'Who Am I?' sees the usual Chan kicks and punches
By Stevie Emilia
JAKARTA (JP): Tired of watching Western action actors kicking bad guys on the big screen? Then give Jackie Chan's action-comedy Who Am I? a try.
In true Hollywood style, the movie begins with a raid by a group of super commandos recruited by the CIA on a secret high- tech weapons research laboratory deep in the African jungle.
But the team's victory takes a twist when the commandos' leader betrays and kills all of them but one, Jackie Chan.
Rescued by tribespeople who take him to their settlement in the desert, Chan, who is suffering from amnesia, is called Who Am I by the tribe, after the first question he asks when waking up.
In search of his true identity, Chan finds his way out of the desert and later becomes a hero after saving an injured driver, who was in a cross-country race in the desert.
But his notoriety brings him bad luck.
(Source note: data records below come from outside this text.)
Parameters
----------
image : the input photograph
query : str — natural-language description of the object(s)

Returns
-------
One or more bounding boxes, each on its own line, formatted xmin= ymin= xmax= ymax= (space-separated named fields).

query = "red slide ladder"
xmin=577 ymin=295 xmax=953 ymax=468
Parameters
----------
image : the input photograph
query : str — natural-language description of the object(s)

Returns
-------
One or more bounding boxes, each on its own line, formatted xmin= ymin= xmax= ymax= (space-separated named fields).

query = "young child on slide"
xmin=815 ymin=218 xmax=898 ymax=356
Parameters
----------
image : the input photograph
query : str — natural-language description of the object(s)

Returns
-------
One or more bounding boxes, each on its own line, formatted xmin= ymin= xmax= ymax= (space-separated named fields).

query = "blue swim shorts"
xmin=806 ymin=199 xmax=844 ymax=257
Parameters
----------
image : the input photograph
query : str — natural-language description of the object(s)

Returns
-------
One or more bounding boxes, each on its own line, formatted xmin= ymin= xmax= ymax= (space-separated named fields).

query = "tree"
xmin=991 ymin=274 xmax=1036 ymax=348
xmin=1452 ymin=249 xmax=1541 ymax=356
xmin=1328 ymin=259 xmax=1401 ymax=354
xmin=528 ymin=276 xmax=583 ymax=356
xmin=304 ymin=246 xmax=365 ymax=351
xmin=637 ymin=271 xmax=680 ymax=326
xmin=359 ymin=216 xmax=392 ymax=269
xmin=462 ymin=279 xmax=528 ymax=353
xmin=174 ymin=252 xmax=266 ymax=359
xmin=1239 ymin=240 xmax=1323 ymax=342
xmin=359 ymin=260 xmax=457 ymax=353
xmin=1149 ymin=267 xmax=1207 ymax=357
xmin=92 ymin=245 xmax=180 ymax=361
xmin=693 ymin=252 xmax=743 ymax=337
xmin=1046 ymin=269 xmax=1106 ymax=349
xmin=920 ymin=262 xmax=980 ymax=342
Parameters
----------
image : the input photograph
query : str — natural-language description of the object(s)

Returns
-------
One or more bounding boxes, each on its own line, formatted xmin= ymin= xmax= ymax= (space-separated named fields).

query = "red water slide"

With his picture all over the local papers in Sun City, it is not difficult for the bad guys to track him down and attempt to finish him off once and for all.
There is not much to say about the storyline. It has a theme common to other Western action movies.
Not much can be said, either, about Chan's English, even though this is not his first movie in English instead of Cantonese.
But judging by how many were among the theater audience, the 42-year-old Chan, whose Chinese screen name is Sing Lung, it was obvious that he has a real following here.
The movie's attraction is certainly not the beautiful women: Michelle Ferr'e as Christine, a CIA agent, or Yamamoto Mirai as Yuki, a sister of the injured driver.
The attraction still lies with Chan's famous stunts.
Even though a smile never leaves his face, at his age some might question his ability to keep on performing such dangerous stunts. But more also want to see even more of them.
In Who Am I?, Chan proves that he still can live up to his fans' expectations.
Falling from an airborne helicopter without a parachute, right into the waiting jungle below and then crashing into the branches of a tree before reaching the ground head-first is only one of the stunts he performed in Who Am I?
The audience also held their breath as Chan climbed down a skyscraper and in through a window without any tools.
Apart from bruises, Chan fortunately did not suffer any serious injuries while filming Who Am I?, which was partially shot in Pahang forest, Malaysia; Sun City, South Africa; and then Rotterdam, the Netherlands under the direction of director Benny Chan.
Having made over 40 films in 22 years of his career on the big screen, dangerous stunts are not new to Jackie Chan.
In Police Story II, he jumped off a balcony onto a truck going one way and onto a double-decker bus going the other way and then through a window into the second floor of the bad guys' headquarters.
In his biggest hit, Drunken Master, Chan scooted across real hot coals, ate red-hot chili peppers and swallowed industrial- strength alcohol.
It's still fresh in people's minds how Chan, dazed and bloody, was carried out a stretcher after he missed a tree branch and hit a rock in Armour of God.
And when he broke an ankle while jumping onto a moving Hovercraft in Rumble in the Bronx.
The outtakes of blown stunts, both with comical and tragic results, are the most awaited scenes and most viewers say glued to their seats after the closing credits.
Chan is not the first Asian icon, but is one of many lured to Hollywood.
Not so long ago, Chow Yun Fat played an assassin in Replacement Killer, and Michelle Yeoh played in James Bond's Tomorrow Never Dies.
With this action-movie so typical of Chan, he appears trapped in the old stereotype of Asian actors: the kung-fu stars, gangsters or emperors.
But with his earnings of US$3 million to $4 million a picture and a share of the profits, perhaps it is not so easy for Chan to leave the big screen and stop playing the nice guy who can beat all the bad guys with no weapons but his hands and feet, and with not much blood being spilled.
For some, Chan's movies may be slapstick, but, along with his typical stunts, the movie is quite watchable because it is simple and fluid.
And right after one walks out of the theater, it is Chan's stunts that are remembered most, rather than the story.